TRIBUNNEWS.COM, JAKARTA - Politisi Partai Demokrat Farhan Effendy mencurigai adanya skenario memecah belah partai politik yang memposisikan diri menjadi oposisi untuk menciptakan pemerintahan otoriter. Hal tersebut terlihat dari pecahnya Partai Persatuan Pembangunan (PPP) dan termutakhir kisruh di partai Golkar.
"Saya mencurigai ada semacam 'operasi' memecah semua parpol yang sedang beroposisi. Jika ini benar, saya kira fenomena politik dan kekuasaan ini sudah mengarah pada lonceng kematian demokrasi," ujar Farhan kepada Tribunnews.com, Kamis(27/11/2014).
Sikap itu kata Farhan adalah kemunduran demokrasi jika cara-cara ini dijadikan politik pemerintahan, "Tanda-tanda lampu kuning bagi demokrasi sudah menyala, dan hal ini tentu akan direspon secara kritis oleh rakyat," ujarnya.
Watak-watak otoriter lanjut Farhan juga mulai terlihat muncul. Hal itu terlihat dari kebijakan dan langkah menteri-menterinya yang menjurus kepada upaya mematikan demokrasi.
"Belum selesai kontroversi kebijakan Menkumham terhadap kericuhan dan perpecahan PPP, kini Menkopolhukam membuat statement yang tidak waras yakni melarang Golkar melakukan munas di Bali.
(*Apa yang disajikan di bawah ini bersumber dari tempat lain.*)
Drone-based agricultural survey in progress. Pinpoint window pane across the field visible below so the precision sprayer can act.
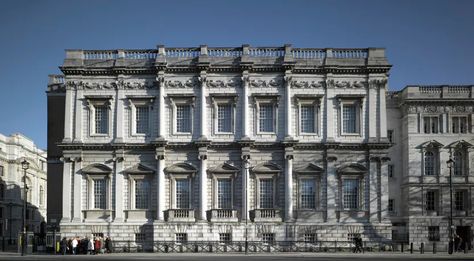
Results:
[136,106,149,133]
[95,106,109,134]
[217,179,232,209]
[424,151,435,176]
[176,105,191,133]
[342,105,357,133]
[217,104,232,132]
[135,180,150,209]
[343,179,359,209]
[259,104,274,132]
[300,179,316,208]
[260,179,273,208]
[94,179,106,209]
[176,179,189,209]
[301,105,315,133]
Gejala ini saya kira adalah kecenderungan para pejabat dan penguasa yang suka menggunakan kekuasaanya untuk tampil menindas, mengebiri dan mengarahkan semua unsur masyarakat sesuai dengan kehendak dan kepentinganya. Apalagi latar belakang Presiden dan ara Menterinya kebanyakan bukan pejuang demokrasi dan pembela rakyat. Mereka kurang paham dan sensitif dalam memaknai keberadaan demokrasi," ujar Sekretaris DPP Partai Demokrat ini.